Workload Health¶

Five monitors cover higher-level workload objects: rollouts, jobs, cronjobs, autoscalers, daemonsets.

rollout_stuck¶

warning when a Deployment's Progressing condition is not True and its LastUpdateTime is older than threshold. Also flags StatefulSets whose readyReplicas < replicas for longer than threshold.

monitors:
  rollout_stuck:
    enabled: true
    threshold: 15m

Common causes: image pull failure, failing readiness probe, insufficient cluster capacity.

job_failed¶

warning whenever a batch Job hits the Failed=True condition.

monitors:
  job_failed:
    enabled: true

Fires once per Job (dedupe key includes the Job name). Helm hook jobs, migration jobs, scheduled batch all covered.

cronjob_missed¶

Periodic scan (every 1m) that parses each CronJob's schedule with the standard cron parser and counts how many expected runs were skipped since lastScheduleTime.

monitors:
  cronjob_missed:
    enabled: true
    miss_threshold: 2

Suspended CronJobs (.spec.suspend: true) are skipped.

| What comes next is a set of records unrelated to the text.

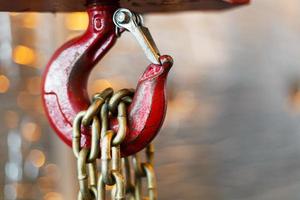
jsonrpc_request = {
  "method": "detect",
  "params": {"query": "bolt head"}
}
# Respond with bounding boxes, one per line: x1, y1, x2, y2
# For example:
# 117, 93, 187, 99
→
116, 11, 129, 24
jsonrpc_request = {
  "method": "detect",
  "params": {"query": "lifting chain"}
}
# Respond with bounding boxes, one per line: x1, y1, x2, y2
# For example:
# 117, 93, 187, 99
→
72, 88, 157, 200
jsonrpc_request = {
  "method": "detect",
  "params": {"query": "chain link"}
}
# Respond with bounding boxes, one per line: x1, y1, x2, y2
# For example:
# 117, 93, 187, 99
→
72, 88, 157, 200
101, 130, 116, 185
132, 144, 157, 200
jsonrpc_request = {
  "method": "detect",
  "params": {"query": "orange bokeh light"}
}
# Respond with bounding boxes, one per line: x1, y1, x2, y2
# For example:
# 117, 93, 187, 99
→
65, 12, 88, 31
21, 122, 41, 142
28, 149, 46, 168
13, 45, 36, 66
0, 75, 10, 93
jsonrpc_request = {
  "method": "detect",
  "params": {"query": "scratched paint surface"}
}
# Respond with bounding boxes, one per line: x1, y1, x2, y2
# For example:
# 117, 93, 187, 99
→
1, 0, 300, 199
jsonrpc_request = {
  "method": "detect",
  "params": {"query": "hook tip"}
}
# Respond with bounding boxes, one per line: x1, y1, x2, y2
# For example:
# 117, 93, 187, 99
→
159, 55, 173, 67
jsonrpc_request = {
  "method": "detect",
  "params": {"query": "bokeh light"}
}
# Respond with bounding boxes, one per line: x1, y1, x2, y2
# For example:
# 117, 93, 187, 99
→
89, 79, 113, 95
38, 177, 53, 194
4, 184, 17, 199
28, 149, 46, 168
0, 75, 10, 93
13, 45, 36, 66
9, 12, 19, 17
168, 91, 198, 121
26, 76, 41, 95
44, 164, 61, 182
22, 13, 38, 29
34, 97, 44, 114
43, 192, 64, 200
17, 91, 33, 109
4, 110, 19, 129
65, 12, 88, 31
21, 122, 41, 142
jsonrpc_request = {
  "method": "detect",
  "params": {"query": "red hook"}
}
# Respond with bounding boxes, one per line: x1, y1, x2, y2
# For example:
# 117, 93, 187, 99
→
42, 2, 173, 156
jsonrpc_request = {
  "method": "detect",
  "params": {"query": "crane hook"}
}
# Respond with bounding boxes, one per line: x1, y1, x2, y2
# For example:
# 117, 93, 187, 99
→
42, 2, 173, 156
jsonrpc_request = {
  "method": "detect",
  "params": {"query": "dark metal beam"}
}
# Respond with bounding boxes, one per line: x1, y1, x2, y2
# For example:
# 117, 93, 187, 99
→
0, 0, 249, 13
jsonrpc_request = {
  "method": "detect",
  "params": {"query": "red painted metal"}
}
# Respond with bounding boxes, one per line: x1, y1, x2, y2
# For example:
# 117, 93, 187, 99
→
42, 3, 173, 156
112, 55, 173, 156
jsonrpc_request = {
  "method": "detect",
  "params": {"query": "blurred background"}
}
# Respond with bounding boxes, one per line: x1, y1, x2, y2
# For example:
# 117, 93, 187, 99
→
1, 0, 300, 199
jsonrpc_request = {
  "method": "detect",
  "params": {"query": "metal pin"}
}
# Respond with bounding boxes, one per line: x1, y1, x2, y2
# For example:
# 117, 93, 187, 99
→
113, 8, 161, 65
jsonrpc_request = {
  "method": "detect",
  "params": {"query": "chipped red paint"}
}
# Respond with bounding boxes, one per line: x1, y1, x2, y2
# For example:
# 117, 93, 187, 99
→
42, 3, 173, 156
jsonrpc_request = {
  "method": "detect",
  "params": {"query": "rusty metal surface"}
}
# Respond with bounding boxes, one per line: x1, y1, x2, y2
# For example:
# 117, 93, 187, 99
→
0, 0, 249, 12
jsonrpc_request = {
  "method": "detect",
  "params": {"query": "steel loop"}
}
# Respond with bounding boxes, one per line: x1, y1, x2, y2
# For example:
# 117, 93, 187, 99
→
142, 163, 157, 200
72, 87, 157, 200
133, 153, 143, 200
97, 174, 106, 200
92, 87, 114, 102
97, 172, 126, 200
132, 144, 157, 200
77, 148, 93, 200
108, 89, 134, 113
112, 102, 127, 146
146, 144, 155, 165
73, 111, 86, 158
82, 98, 105, 126
112, 146, 121, 171
88, 116, 101, 162
101, 130, 115, 185
88, 161, 98, 187
100, 102, 109, 138
122, 158, 135, 195
122, 96, 133, 105
78, 186, 97, 200
133, 154, 144, 177
83, 88, 114, 126
111, 172, 126, 200
134, 174, 142, 200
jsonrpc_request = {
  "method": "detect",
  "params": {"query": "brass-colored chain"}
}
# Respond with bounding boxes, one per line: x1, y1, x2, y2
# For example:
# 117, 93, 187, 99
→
72, 88, 157, 200
132, 144, 157, 200
77, 148, 98, 200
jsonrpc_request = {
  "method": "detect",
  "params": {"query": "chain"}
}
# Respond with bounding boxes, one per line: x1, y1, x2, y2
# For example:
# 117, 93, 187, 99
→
72, 88, 157, 200
123, 144, 157, 200
132, 144, 157, 200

Fires warning when missed runs reach miss_threshold. For a */5 * * * * job with miss_threshold: 2, you'll be alerted ~10 minutes after the job stops running.

hpa_at_max¶

Tracks per-HPA: when currentReplicas == maxReplicas continuously for >= duration, fires warning. Clears (resets the timer) when the HPA scales down.

monitors:
  hpa_at_max:
    enabled: true
    duration: 30m

Signal that you probably need to raise maxReplicas or scale the underlying nodes.

daemonset_unscheduled¶

Tracks per-DaemonSet: when desiredNumberScheduled != numberReady for longer than threshold, fires warning.

monitors:
  daemonset_unscheduled:
    enabled: true
    threshold: 10m

Common causes: taint mismatch, pull failure, node selector mistake. The 10-minute floor avoids false positives during rolling node upgrades.